Ghost Gunner is an American desktop CNC mill and manufacturing concern in Austin, Texas. It was launched in October 2014 by Cody Wilson and the founders of Defense Distributed.

History 
Ghost Gunner began as a limited series of CNC mills produced by Defense Distributed in a crowdfunding sale to its mailing list in October 2014. Spring 2015 shipments sold out immediately, and its first media reviewer noted the machine "worked so well that it may signal a new era in the gun control debate, one where the barrier to legally building an untraceable, durable, and deadly semiautomatic rifle has reached an unprecedented low point in cost and skill."

Products 
Since 2014, Ghost Gunner has issued 3 generations of its CNC mill, with the latest being the Ghost Gunner 3. The second version, aptly named Ghost Gunner 2, is open-source hardware, allowing third party manufacturers to sell their own versions.
, Ghost Gunner had sold over 6,000 units worldwide.
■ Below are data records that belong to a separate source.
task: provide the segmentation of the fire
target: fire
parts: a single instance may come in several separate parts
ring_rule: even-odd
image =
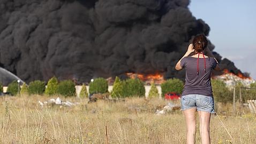
[[[251,77],[246,77],[245,76],[244,76],[244,75],[243,75],[242,74],[240,73],[238,73],[238,74],[237,74],[237,75],[235,75],[235,74],[232,73],[230,73],[229,72],[229,70],[227,69],[224,69],[222,72],[225,74],[229,74],[229,75],[236,75],[242,79],[247,79],[247,78],[249,78],[249,79],[251,79]]]
[[[135,78],[137,77],[140,80],[145,82],[147,84],[150,84],[152,82],[155,83],[156,84],[161,84],[165,81],[163,78],[163,75],[159,73],[156,73],[155,74],[143,75],[128,73],[126,73],[126,75],[131,78]]]

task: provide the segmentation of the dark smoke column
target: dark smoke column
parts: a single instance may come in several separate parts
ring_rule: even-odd
[[[0,0],[0,66],[26,82],[55,75],[82,83],[127,72],[183,78],[176,62],[193,36],[208,35],[210,30],[193,17],[189,4],[188,0]]]

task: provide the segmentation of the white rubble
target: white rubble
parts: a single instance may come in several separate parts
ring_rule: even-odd
[[[155,113],[157,115],[165,114],[167,112],[172,111],[175,107],[180,107],[180,105],[174,103],[172,102],[169,102],[165,106],[164,106],[162,110],[157,109]]]
[[[63,106],[67,106],[67,107],[72,107],[79,104],[78,102],[72,103],[70,101],[63,101],[62,99],[61,99],[59,97],[58,97],[56,100],[54,99],[50,99],[48,101],[44,101],[41,102],[41,101],[39,101],[38,103],[39,105],[43,107],[43,106],[46,105],[47,104],[54,104],[56,105],[60,105],[61,108]]]

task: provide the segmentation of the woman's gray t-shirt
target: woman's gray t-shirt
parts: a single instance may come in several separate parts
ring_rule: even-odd
[[[210,83],[212,71],[217,62],[214,58],[208,57],[206,60],[206,73],[204,58],[199,58],[199,75],[197,75],[197,58],[186,57],[180,61],[180,66],[186,70],[186,82],[182,96],[187,94],[201,94],[213,96]]]

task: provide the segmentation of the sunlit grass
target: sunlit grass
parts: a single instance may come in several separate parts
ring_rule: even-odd
[[[185,121],[180,111],[155,114],[168,102],[163,100],[134,98],[124,102],[87,103],[86,99],[61,98],[80,104],[72,108],[42,108],[39,105],[39,100],[50,98],[1,97],[0,143],[106,143],[106,125],[109,143],[185,143]],[[236,143],[253,143],[256,141],[256,117],[246,108],[238,110],[233,115],[229,111],[227,115],[220,113],[220,118]],[[232,143],[216,116],[212,117],[210,130],[212,143]],[[197,143],[200,143],[198,129],[196,137]]]

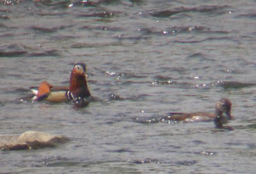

The most recent version of the Ghost Gunner accepts "Zero Percent Receivers," blocks of aluminum that are milled into a partial lower receiver of an AR-15 style rifle. These are in contrast to the 80 percent receivers first released with the Ghost Gunner.

Political controversy 
Ghost Gunner is cited by politicians and the media as the most popular machine tool used to produce ghost guns.